Selanjutnya, syarat rehabilitasi bagi penyalahguna narkoba. Syarat pertama pelaku dipastikan positif narkotika melalui pemeriksaan laboratorium forensik.
Kemudian, syarat rehabilitasi penyalahguna narkoba berlaku jika tersangka tidak terlibat jaringan peredaran gelap narkotika. Tak hanya itu, syarat rehabilitasi juga berlaku untuk pelaku yang tidak memiliki barang bukti dan juga minim barang bukti.
"Berdasarkan hasil penyidikan dengan menggunakan metode know your suspect , tersangka tidak terlibat jaringan peredaran gelap narkotika dan merupakan pengguna terakhir (end user)," bunyi angka 4 poin b.

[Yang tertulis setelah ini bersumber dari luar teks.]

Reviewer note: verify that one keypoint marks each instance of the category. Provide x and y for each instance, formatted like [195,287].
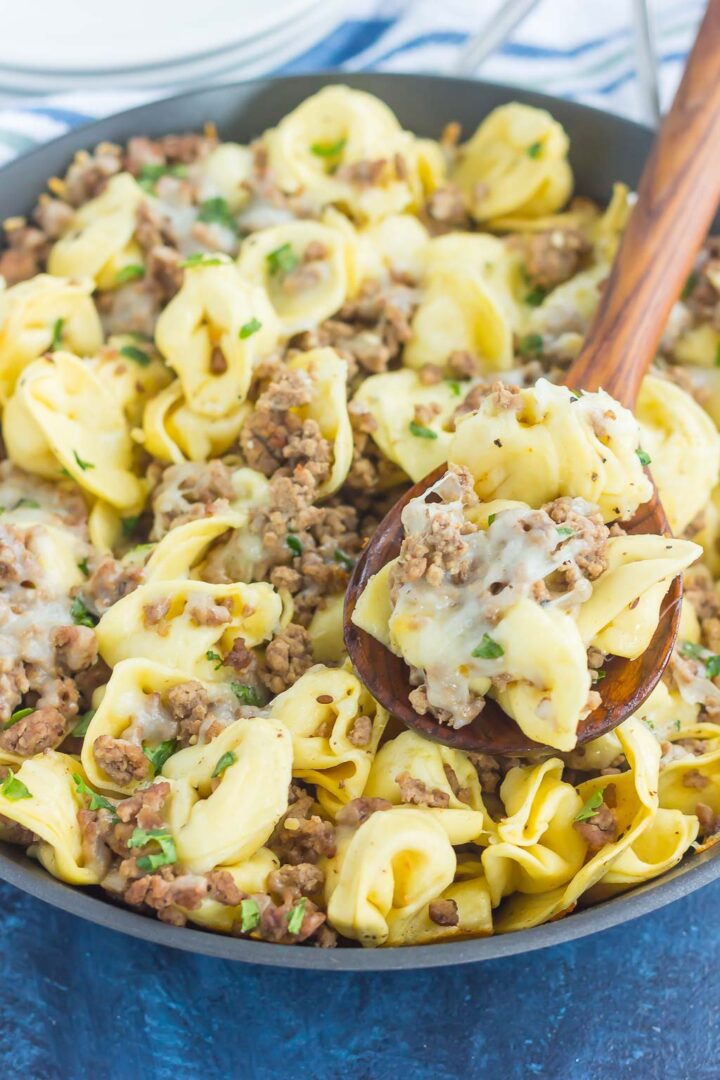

"Tersangka ditangkap atau tertangkap tangan tanpa barang bukti narkotika atau dengan barang bukti narkotika yang tidal melebihi jumlah pemakaian satu hari," bunyi angka 4 poin c.
Pedoman yang dikeluarkan Burhanuddin terdiri IX Bab yang mengatur mulai dari proses pra penuntutan, penuntutan, pengawasan, pelatihan hingga pembiayaan penyelesaian penanganan perkara tindak pidana penyalahgunaan narkotika melalui rehabilitasi. Pedoman ini diteken Jaksa Agung ST Burnanuddin.
"Latar belakang dikeluarkannya pedoman tersebut, memperhatikan sistem peradilan pidana saat ini cenderung punitif, tercermin dari jumlah penghuni lembaga pemasyarakatan yang melebihi kapasitas (overcrowding) dan sebagian besar merupakan narapidana tindak pidana narkotika," jelas Leonard.
Leonard mengatakan lapas yang melebihi kapasitas telah menjadi perhatian serius pemerintah sebagaimana dalam Rencana Pembangunan Jangka Menengah Nasional Tahun 2020-2024. Karena itulah, Leonard menyebut perlu adanya kebijakan kriminal yang bersifat strategis terutama pada perkara narkotika.
"Isu overcrowding telah menjadi perhatian serius masyarakat dan pemerintah sebagaimana dalam Rencana Pembangunan Jangka Menengah Nasional Tahun 2020-2024 dalam rangka perbaikan sistem hukum pidana melalui pendekatan keadilan restoratif. Oleh karenanya diperlukan kebijakan kriminal yang bersifat strategis, khususnya dalam penanganan perkara tindak pidana penyalahgunaan narkotika," ucapnya.